Switch back to Active Camera in the Composition window. Now you might ask two questions: “Why is the scene black?” and “Where are the shadows from the window?” The scene is black (in this case) because the black window image is sitting right in front of our camera—but making it transparent wouldn’t allow shadows to be cast. So, with the window layer selected, hit AA to reveal the 3D properties, and next to Casts Shadows, click on Off twice to choose Only. Very cool indeed!

To add outside elements, it’s best to use animated clips such as rain, snow, leaves, etc. For rain, I’ve imported a clip (UW124) from the Ultra Water collection by Artbeats. For a moment, set the Casts Shadows option on the window layer back to Off, then drag the “weather” clip into the Timeline, and once again click its 3D Layer switch. Access its Position property, position it just a shade outside the window layer, then hit S, and scale it down to just larger than the hole area of the window.

Go to Effect>Color Adjustment and choose Hue/Saturation. In the Effect Controls panel, drag the Master Saturation value to –100. Go back to the same Effect menu and choose Levels. Then in the Histogram section of the Effect Controls panel, drag the black, mid, and white points closer and more centrally to “crush” the levels, making the rain as white as possible on a black background, with as little grey detail as possible. This will make the raindrops more solid, casting better shadows.

Finally, go to Effects>Channel>Shift Channels, and choose Luminance from the Take Alpha From menu to make the raindrops appear on a transparent background. Now, select both the rain and window layers, hit AA to reveal the 3D properties, and set both of their Casts Shadows options to Only (clicking Off twice). Now if you hit 0 on the keypad to do a RAM Preview, you’ll see animated rain shadows in your room being cast from a light outside!
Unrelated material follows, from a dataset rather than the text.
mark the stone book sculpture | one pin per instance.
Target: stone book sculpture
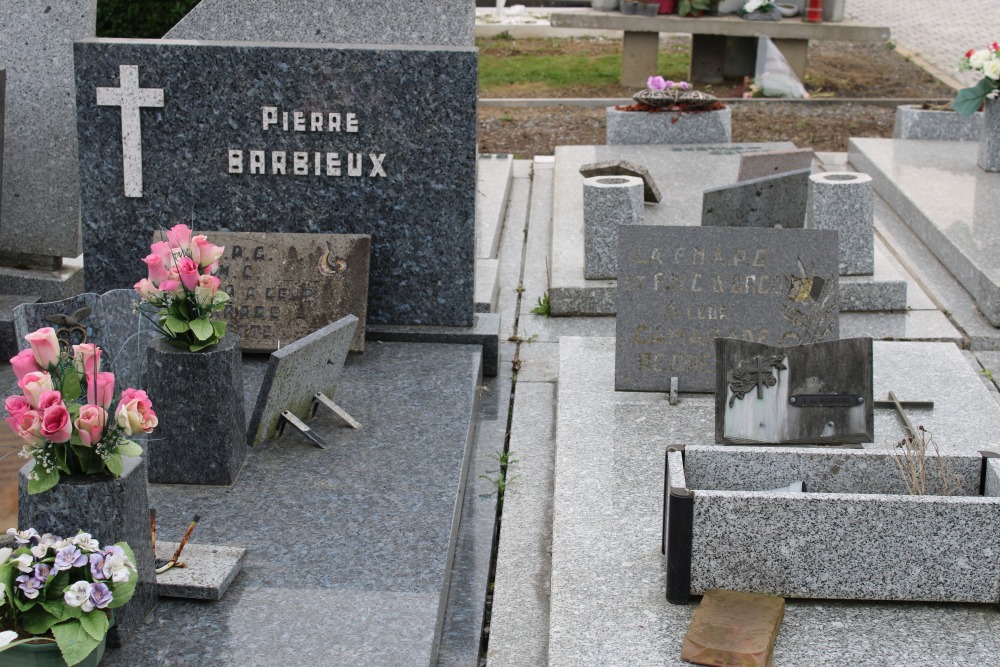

Very cool, but we’re not done yet….

Depending on the speed of your rain clip, it might look like snow instead. If this is the case, hit the {} icon in the lower-left corner of the Timeline to show the Time Stretch options, and adjust the Stretch value of your clip accordingly—in our example, 50% faster. Hit T to reveal the Opacity options, and change it to around 50%. Finally, to make the rain taller, show the Scale property, uncheck the link icon next to the values, and adjust the Y value (height) to around 500%. Much better!

To give the scene a little less accuracy, let’s tilt the window shadow slightly to give it an interesting angle. Close the Time Stretch options, then Control-click (PC: Right-click) in the top of the Switches panel and choose Columns>Parent. Under the Parent panel for the rain layer, click the Pickwhip icon and drag it onto the name of the window layer to link them together. Now select the window layer, hit R to show its rotation values, and drag the value in either direction to rotate both the window and rain together!

A few more things can be done to enhance this scene. Select the spotlight, and move it on the X, Y, or Z position to adjust the angles and size of the shadows being cast into the room. You can go to Layer>New>Adjustment Layer, then add effects such as Hue/Saturation and Levels to adjust the color and contrast of the whole scene—even easier if you have Look Suite from Magic Bullet (thank you, Red Giant!). And, you can animate the camera through your incredibly realistic scene. Enjoy!!